Goal: build a minimal CLIP-style contrastive trainer. Reuse the lab 00 ViT (without classification head) as the image encoder; build a tiny text encoder (Phase 17 transformer in encoder mode) for verb-form text snippets; train with symmetric InfoNCE on (icon, text) pairs; benchmark top-k retrieval.

🇪🇸 Implementamos el bucle de entrenamiento contrastivo de CLIP sobre nuestro dominio de gramática. La métrica clave: dada una imagen de ícono, ¿se recupera el snippet de texto correcto en top-k? Y viceversa.

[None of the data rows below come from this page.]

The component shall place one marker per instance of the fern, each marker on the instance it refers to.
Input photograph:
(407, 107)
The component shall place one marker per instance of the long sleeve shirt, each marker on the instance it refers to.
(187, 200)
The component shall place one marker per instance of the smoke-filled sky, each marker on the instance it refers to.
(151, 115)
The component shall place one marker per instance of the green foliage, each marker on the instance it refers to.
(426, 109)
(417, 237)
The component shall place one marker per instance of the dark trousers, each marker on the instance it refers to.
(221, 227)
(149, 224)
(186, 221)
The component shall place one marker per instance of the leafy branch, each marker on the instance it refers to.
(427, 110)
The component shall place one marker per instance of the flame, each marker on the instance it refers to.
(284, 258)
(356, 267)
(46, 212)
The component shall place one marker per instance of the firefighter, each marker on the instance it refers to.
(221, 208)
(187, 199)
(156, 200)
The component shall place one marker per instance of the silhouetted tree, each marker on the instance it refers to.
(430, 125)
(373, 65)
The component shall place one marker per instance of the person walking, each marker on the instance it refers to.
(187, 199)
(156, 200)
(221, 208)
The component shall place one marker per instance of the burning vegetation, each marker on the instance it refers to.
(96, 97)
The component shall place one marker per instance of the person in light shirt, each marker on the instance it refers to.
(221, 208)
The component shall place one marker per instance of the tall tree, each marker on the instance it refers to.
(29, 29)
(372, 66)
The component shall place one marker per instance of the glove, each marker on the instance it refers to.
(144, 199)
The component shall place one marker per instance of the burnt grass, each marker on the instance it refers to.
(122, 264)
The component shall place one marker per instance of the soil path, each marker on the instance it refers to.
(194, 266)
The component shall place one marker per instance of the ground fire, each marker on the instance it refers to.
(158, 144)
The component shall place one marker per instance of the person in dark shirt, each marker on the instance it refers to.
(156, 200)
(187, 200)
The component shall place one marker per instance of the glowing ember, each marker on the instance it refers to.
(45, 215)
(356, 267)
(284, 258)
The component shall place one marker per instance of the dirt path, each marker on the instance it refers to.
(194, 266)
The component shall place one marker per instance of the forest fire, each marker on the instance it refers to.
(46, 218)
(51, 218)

Esto verifica que las dos modalidades se alinean en el mismo espacio de embedding.

Estimated time: 4–5 hours.

Prereqs: - Lab 00 complete (you have a working ViT). - docs/extension-track/X2-multimodal/theory/01-vision-transformers.md §"CLIP" understood — specifically, the symmetric InfoNCE loss.


What you produce

A directory experiments/X2-multimodal/lab-01-clip-grammar/ containing:

  • BLUEPRINT.md
  • dataset.py — pairs each icon from lab 00 with a text snippet (the verb form it represents).
  • image_encoder.py — lab 00's ViT, classification head removed; outputs the [CLS] representation (64-dim).
  • text_encoder.py — tiny transformer over BPE/word tokens of the verb-form snippet; outputs the [EOS] representation (64-dim).
  • clip_model.py — wraps both encoders + L2-normalize + temperature scalar.
  • loss.pysymmetric_infonce.
  • train.py.
  • eval.py — top-1, top-5 retrieval in both directions.
  • manifest.json.
  • README.md.
  • loss.png, retrieval_curves.png, confusion_matrix_top1.png.

The dataset

We reuse the 1000 icons from lab 00. For each icon, we generate a small set of equivalent text snippets describing the same (verb, tense, person) triple. Examples for the icon encoding (verb=work, tense=present_simple, person=3sg):

"he works"
"she works"
"it works"
"3rd person singular present simple of work"
"works"

For each icon, sample 1 text snippet per training step (data augmentation). Total pairs per epoch ≈ 1000.

Text vocabulary

Don't use BPE here — overkill. Build a small word-level vocabulary from the corpus:

  • 20 verbs (work, play, walk, ...) → 20 tokens.
  • Inflected forms (works, worked, working, ...) → ~80 tokens (4-5 forms × 20 verbs).
  • Pronouns: I, you, he, she, it → 5 tokens.
  • Tense words: present, past, simple, participle, future → 5 tokens.
  • Auxiliary: will, going, to → 3 tokens.
  • Glue: of, the, person, singular, 3rd, 2nd, 1st → 7 tokens.
  • Special: <BOS>, <EOS>, <PAD>, <UNK> → 4 tokens.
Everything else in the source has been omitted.